Establishment of a new replicon generated from an integrational plasmid and a cryptic pUB110 origin-like region in Bacillus subtilis.

A Bacillus subtilis integrational plasmid pVG4 (7.3 kb) was constructed. It was composed of a part of pBR322 (Ap, OriC), a part of pUB110 (Nm), and a part of the spoOA gene. The origin region of pUB110 had been deleted over 1.4 kb. Surprisingly, the replicative plasmids (8 kb) were generated by transformation of B. subtilis BG83 with pVG4 on selection with Nm.

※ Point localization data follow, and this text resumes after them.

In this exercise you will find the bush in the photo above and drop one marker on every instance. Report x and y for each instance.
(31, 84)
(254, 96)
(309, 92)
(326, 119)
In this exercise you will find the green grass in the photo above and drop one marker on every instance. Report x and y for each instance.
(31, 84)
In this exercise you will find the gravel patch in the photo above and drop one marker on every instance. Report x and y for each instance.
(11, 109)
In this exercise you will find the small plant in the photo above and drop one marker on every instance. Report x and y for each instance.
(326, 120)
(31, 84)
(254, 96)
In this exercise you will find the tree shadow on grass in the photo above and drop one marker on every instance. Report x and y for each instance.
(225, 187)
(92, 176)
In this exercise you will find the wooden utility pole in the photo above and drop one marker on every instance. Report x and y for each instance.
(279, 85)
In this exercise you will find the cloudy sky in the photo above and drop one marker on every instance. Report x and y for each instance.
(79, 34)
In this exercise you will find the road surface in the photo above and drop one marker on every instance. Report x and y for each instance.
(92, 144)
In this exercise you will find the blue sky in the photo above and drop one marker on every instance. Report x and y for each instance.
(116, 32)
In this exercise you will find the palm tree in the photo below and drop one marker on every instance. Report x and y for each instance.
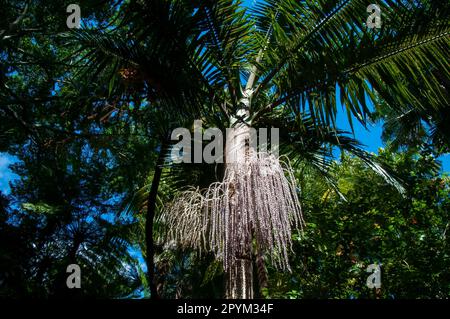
(281, 63)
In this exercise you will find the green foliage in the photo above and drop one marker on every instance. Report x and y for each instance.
(407, 235)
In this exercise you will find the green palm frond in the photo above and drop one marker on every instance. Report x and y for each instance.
(304, 65)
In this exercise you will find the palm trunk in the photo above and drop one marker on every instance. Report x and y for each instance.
(239, 274)
(150, 215)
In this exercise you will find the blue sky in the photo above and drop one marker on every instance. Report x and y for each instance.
(371, 138)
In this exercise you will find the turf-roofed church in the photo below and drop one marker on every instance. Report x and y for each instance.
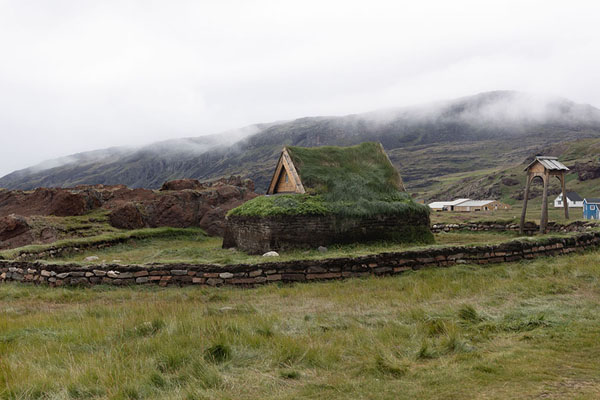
(326, 195)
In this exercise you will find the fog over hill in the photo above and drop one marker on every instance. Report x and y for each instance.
(423, 141)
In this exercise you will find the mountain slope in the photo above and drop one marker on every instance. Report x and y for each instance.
(425, 142)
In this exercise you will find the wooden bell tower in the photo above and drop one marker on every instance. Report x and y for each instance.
(544, 167)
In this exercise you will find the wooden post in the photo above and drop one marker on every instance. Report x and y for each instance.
(524, 211)
(565, 200)
(544, 219)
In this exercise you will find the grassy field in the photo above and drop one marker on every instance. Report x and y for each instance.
(534, 211)
(520, 330)
(199, 248)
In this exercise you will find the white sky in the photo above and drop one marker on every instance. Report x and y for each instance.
(81, 75)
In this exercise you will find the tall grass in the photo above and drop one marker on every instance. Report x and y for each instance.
(522, 330)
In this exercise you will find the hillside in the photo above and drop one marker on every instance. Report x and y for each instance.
(486, 131)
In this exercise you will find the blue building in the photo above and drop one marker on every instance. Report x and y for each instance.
(591, 208)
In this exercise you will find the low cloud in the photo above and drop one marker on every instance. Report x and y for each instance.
(78, 76)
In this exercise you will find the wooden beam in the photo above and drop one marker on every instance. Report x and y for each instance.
(544, 219)
(525, 198)
(565, 200)
(275, 177)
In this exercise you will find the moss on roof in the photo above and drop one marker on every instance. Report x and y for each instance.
(350, 181)
(347, 173)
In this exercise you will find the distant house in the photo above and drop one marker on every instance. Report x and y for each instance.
(591, 208)
(480, 205)
(573, 200)
(445, 205)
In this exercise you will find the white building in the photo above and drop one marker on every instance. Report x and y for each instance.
(446, 205)
(573, 200)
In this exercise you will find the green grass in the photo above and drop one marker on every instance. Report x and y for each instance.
(284, 204)
(347, 173)
(164, 233)
(513, 215)
(193, 248)
(520, 331)
(353, 181)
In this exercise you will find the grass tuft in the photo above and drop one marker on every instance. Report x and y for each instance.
(218, 353)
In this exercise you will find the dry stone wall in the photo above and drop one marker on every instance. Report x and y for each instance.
(291, 271)
(529, 228)
(258, 235)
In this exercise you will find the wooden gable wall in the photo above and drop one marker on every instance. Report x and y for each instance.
(286, 178)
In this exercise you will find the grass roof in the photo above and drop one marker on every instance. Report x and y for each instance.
(350, 173)
(348, 181)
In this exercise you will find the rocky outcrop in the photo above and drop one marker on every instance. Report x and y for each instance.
(14, 232)
(182, 203)
(205, 206)
(182, 184)
(67, 202)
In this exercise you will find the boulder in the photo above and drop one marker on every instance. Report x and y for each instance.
(182, 184)
(128, 216)
(14, 231)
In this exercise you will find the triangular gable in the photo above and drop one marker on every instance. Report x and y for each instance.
(285, 168)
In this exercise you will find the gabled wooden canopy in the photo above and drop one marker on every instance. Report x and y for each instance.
(544, 167)
(286, 178)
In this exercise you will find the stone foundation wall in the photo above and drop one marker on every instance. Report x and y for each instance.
(530, 228)
(291, 271)
(257, 235)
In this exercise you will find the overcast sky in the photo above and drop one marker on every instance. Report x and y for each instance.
(81, 75)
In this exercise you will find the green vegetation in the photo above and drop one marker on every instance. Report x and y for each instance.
(520, 331)
(504, 178)
(353, 181)
(284, 204)
(197, 248)
(347, 173)
(164, 233)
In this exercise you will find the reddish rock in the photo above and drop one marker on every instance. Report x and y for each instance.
(182, 184)
(182, 203)
(14, 232)
(127, 216)
(205, 208)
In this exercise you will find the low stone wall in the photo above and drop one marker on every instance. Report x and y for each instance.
(291, 271)
(257, 235)
(530, 228)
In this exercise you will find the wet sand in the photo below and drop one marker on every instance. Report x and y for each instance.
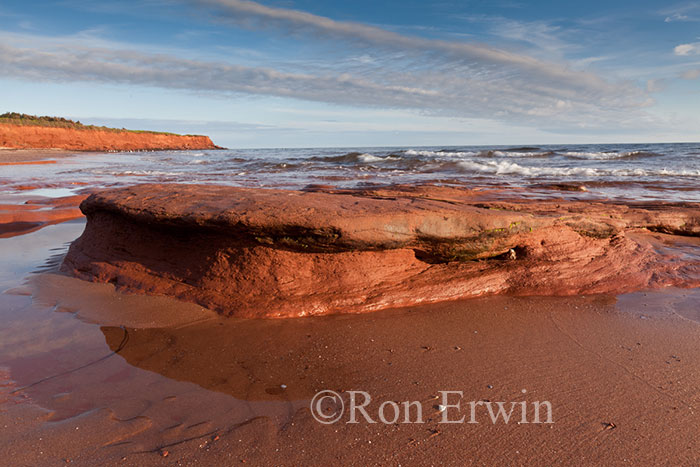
(87, 377)
(32, 156)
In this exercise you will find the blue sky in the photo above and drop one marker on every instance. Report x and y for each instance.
(304, 73)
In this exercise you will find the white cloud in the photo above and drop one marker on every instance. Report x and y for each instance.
(677, 17)
(478, 57)
(687, 49)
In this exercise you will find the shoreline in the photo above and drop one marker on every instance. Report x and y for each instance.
(89, 375)
(89, 139)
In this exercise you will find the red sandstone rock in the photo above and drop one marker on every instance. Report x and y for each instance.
(277, 253)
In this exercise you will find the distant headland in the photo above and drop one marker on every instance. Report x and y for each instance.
(21, 131)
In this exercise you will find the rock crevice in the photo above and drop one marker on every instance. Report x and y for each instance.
(278, 253)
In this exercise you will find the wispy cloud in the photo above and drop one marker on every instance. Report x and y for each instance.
(255, 15)
(689, 11)
(687, 49)
(457, 93)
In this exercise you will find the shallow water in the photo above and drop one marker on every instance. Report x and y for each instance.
(629, 171)
(220, 391)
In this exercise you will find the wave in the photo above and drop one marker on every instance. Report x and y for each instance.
(356, 157)
(609, 155)
(511, 168)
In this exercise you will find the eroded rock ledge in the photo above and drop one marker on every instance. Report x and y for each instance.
(278, 253)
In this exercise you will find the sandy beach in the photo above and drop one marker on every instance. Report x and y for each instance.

Analysis of the total DNA indicated the presence of repeated DNA and that pVG4 did not appear to integrate at the spoOA locus. The new replicon termed pYV exhibited a quite different restriction pattern from pVG4 due to dramatic DNA rearrangements. Although some components initially present in pVG4 were either present in pYV (Ap, oriC, and Nm) or lost (spoOA), other ones were newly gained such as a chromosomal fragment and a pUB110-type origin-like region. The latter was identified by restriction sites mapping and limited sequence analyses. By PCR amplification, the origin region of pYV was shown to be present as a cryptic sequence in the chromosome of strain BG83. The chromosomal fragment integrated into pYV was at least 0.25 kb long and located in a 19-kb SfiI fragment mapping at 106 degrees. We propose that the establishment of the new replicon pYV is the result of a genetic recombination between the pUB110 part present in the integrational plasmid pVG4 and the cryptic origin region of pUB110 harbored in the chromosome of the recipient strain BG83 in relation with a particular role of neomycin selection.